The ISC Shark Working Group (SHARKWG) is made up of scientists from ISC Member nations and observers. The SHARKWG meets regularly to assess and analyze fishery data and other information, including trends in population abundance and developments in fisheries; to determine the status of the stocks of key shark species captured in the North Pacific; and to develop scientific advice concerning conservation needs. The SHARKWG also promotes cooperative and collaborative research among members by developing proposals for international research programs and coordinating, to the extent possible, national programs addressing research needs for these shark species.

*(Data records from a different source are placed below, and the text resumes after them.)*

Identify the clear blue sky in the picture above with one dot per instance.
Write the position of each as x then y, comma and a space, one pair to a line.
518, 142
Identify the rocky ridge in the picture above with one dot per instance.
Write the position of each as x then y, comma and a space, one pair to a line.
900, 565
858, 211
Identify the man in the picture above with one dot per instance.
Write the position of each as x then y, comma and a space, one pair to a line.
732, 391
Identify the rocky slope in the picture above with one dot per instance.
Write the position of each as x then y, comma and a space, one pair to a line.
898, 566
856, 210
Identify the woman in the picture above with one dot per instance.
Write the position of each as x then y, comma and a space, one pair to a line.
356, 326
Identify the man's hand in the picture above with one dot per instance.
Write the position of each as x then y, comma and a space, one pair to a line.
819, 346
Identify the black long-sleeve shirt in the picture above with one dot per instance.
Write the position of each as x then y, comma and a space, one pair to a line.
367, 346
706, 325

The two species of greatest priority to the SHARKWG based on their distribution with respect to North Pacific fisheries and high relative encounter rates are the blue (Prionace glauca) and shortfin mako (Isurus oxyrinchus) sharks. The SHARKWG had completed a North Pacific blue shark stock assessment in July 2017, and has been conducting a North Pacific shortfin mako shark assessment to be completed by July 2018. The SHARKWG monitors ongoing research and fishery activities related to other shark species of interest to the ISC, including bigeye thresher (Alopias superciliosus), pelagic thresher (A. pelagicus), common thresher (A. vulpinus), oceanic whitetip shark (Carcharhinus longimanus), silky shark (C. falciformis), hammerhead sharks (Sphyrna spp.), longfin mako (I. paucus), salmon shark (Lamna ditropis), and crocodile shark (Pseudocarcharias kamoharai).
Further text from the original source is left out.